Saqueo

Marta fue parte del saqueo. El martes a la mañana tomaba mate en la cocina cuando su sobrino Iván le dijo que prendiera la tele, que estaban saqueando el chino de la esquina. “Vamos”, también le dijo. Iván está cansado de changuear y que no le alcance.

José, el esposo de Marta, cumplía años esa noche, y a ella no alcanzaba para el regalo. Marta pensó en cuanto le gustaría a José una botella de un buen vino, de esos que toma su patrón.

Iván se envolvió la cara con un pañuelo. Marta solo se sacó el delantal de cocina y se enjuagó las manos. Caminaron en silencio por la calle, Él mirando al piso, ella con la mirada en los recuerdos.

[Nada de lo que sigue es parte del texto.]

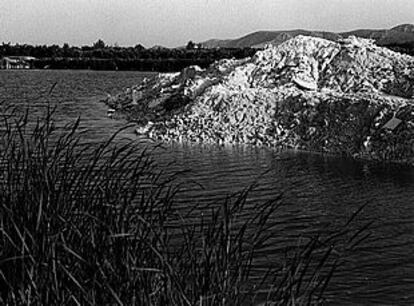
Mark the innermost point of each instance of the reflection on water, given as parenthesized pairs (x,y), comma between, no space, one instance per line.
(319,191)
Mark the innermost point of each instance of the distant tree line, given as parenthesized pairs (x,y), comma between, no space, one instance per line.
(100,56)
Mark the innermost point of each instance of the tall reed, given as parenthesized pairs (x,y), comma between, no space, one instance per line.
(97,225)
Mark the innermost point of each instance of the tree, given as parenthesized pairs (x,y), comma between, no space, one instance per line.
(99,44)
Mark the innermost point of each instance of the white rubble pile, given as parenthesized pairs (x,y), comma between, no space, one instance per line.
(306,93)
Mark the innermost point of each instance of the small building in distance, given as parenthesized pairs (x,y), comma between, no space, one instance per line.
(17,62)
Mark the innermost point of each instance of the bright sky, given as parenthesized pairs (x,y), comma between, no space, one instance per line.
(173,23)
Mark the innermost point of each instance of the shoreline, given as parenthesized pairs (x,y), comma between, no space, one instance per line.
(311,101)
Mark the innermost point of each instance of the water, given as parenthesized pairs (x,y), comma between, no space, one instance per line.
(320,192)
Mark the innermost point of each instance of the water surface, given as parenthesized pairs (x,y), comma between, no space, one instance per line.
(320,192)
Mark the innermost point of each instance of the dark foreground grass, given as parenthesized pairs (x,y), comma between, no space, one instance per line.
(97,225)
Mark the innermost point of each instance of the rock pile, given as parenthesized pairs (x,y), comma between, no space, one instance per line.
(350,97)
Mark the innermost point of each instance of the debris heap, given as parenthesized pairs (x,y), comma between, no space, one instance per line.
(349,97)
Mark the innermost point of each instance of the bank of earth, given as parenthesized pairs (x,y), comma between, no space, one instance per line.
(349,98)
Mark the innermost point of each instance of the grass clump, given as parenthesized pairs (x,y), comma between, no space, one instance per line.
(97,225)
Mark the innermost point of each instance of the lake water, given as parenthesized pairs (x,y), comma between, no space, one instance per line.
(319,191)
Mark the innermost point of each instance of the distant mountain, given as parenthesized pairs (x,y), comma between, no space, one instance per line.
(396,36)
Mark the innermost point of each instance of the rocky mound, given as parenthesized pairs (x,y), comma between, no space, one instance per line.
(351,97)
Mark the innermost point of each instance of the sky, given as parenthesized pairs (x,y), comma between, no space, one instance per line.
(173,23)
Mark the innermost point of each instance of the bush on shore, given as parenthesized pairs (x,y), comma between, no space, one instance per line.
(82,225)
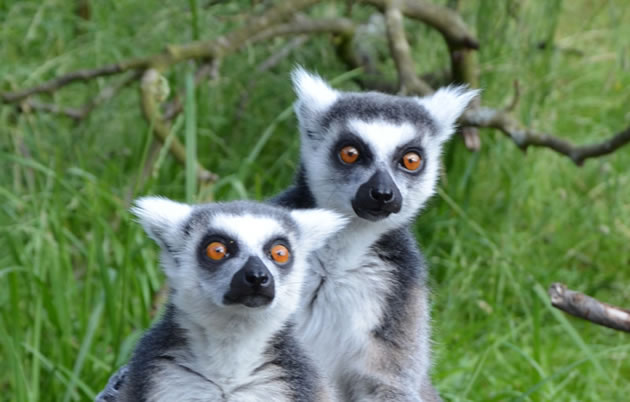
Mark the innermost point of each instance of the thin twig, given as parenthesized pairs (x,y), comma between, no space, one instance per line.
(446,21)
(82,112)
(173,54)
(588,308)
(409,82)
(161,128)
(524,137)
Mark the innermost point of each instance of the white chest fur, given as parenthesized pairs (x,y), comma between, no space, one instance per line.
(177,383)
(344,301)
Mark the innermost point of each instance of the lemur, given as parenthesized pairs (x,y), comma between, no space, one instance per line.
(235,273)
(374,158)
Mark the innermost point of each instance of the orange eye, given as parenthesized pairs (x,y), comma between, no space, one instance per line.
(412,161)
(280,254)
(349,154)
(216,251)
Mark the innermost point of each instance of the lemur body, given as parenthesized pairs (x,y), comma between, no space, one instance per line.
(235,272)
(374,158)
(364,314)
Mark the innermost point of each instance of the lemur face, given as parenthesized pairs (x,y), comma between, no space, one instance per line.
(372,155)
(236,256)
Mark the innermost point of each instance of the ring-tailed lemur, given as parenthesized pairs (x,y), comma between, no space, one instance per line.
(374,158)
(235,272)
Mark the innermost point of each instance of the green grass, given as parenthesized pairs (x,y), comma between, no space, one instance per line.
(79,280)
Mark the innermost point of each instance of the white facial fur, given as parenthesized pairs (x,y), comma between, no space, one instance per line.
(199,291)
(384,134)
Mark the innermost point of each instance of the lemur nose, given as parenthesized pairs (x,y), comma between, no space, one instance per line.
(383,195)
(256,278)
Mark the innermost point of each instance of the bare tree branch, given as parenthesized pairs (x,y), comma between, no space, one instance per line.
(150,107)
(588,308)
(409,82)
(173,54)
(444,20)
(524,137)
(81,112)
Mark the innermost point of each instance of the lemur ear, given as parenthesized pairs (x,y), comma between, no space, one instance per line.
(314,94)
(446,105)
(317,225)
(159,216)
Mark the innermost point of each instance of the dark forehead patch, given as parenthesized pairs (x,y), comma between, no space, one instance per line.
(202,214)
(373,105)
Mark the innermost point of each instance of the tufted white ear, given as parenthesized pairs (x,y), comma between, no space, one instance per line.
(446,105)
(314,94)
(317,225)
(159,216)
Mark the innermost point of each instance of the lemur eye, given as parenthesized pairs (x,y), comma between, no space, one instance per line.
(280,253)
(349,154)
(412,161)
(216,251)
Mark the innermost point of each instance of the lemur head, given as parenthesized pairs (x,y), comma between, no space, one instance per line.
(236,257)
(372,155)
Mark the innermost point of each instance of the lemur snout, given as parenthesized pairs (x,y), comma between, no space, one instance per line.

Se acordó de la primer cita con José, en el bar de Julio. Una cerveza con maní húmedo. Mientras hacía barquitos con las servilletas, José le había contado que no conocía el mar, que su sueño era cruzar el océano, dar la vuelta al mundo, como Verne. Marta había ido a lo de sus primas a hacerse rulos en el pelo y a que la maquillen. Hacía mucho que esperaba la invitación de José. Ese día se besaron en la esquina del bar y caminaron de la mano hasta la casa de Marta. Desde ese día nunca más se separaron.

“Tía tapate, te van a reconocer”, le dijo Ivan mientras buscaba un palo entre unos escombros. Pero ella lo miró y no dijo nada. Cuando llegaron al mercado Marta se acordó de cuando Ivan de chiquito pisaba los hormigueros. Las hormigas se ponian como locas, entraban y salían entre los túneles diminutos, escapaban con hojitas a cuestas, se cargaban unas a otras. Ahora Marta veía la misma imagen. Así sucedía el saqueo en el mercado.

Entraron y pactaron encontrarse en 5 en la puerta. Ella tenía miedo. Él, parecía que no. Iván fue para la heladera con carnes. Marta, a la góndola de los vinos. Recorrió con el dedo los precios y se freno en el más caro. Leyó la etiqueta en voz baja, sonaba importante. Lo tomó por el cuello y lo guardo entre sus brazos.

De golpe la gente empezó a correr en una sola dirección. La cana, la cana. El caos se encrudeció, la mercadería caía al piso como si estuviese pasando un terremoto. Todos corrían como cegados, gritandose de una punta a la otra, agarrando a más no poder. Agarrando lo que ya no cupía en sus manos. Marta se paralizó, escucho la sirena de la policía. Vio nenitos caerse al piso y madres levantalos de los pelos. Vio ojos extraviados, venas en cuellos hincharse, vio a su vecina golpearse contra su changuito y seguir corriendo.

Tia!!!!!!!!

Iván desde la puerta le gritaba, mientras agitaba el pañuelo que antes llevaba en la cara. Le gritaba con todas sus fuerzas que vamos, que se apure. Marta empezó a correr, hacía mucho que no corría. Que sus piernas no cobraban velocidad, que su piel no se bamboleaba de un lado a otro conteniendo a sus músculos que se empezaban a endurecer.

Pero no podía ir más fuerte. No podía esquivar a tantas personas. No podía frenar. Cuando estaba llegando a la puerta de vidrio, Marta pisó una lata de arvejas y cayó hacia adelante. Lo siguiente fue puro efecto dominó. El vino partió el ventanal de vidrio del supermercado, que al estallar cortó su arteria femoral en la pierna izquierda. En diez minutos, Marta se desangró y murió.


La gente nunca dejó de correr y gritar. En el piso empezó a crecer un gran charco rojo y violáceo. Lo último que se lo oyó decir a la mujer fue: “Iván, esta noche, saludá al viejo de mi parte.”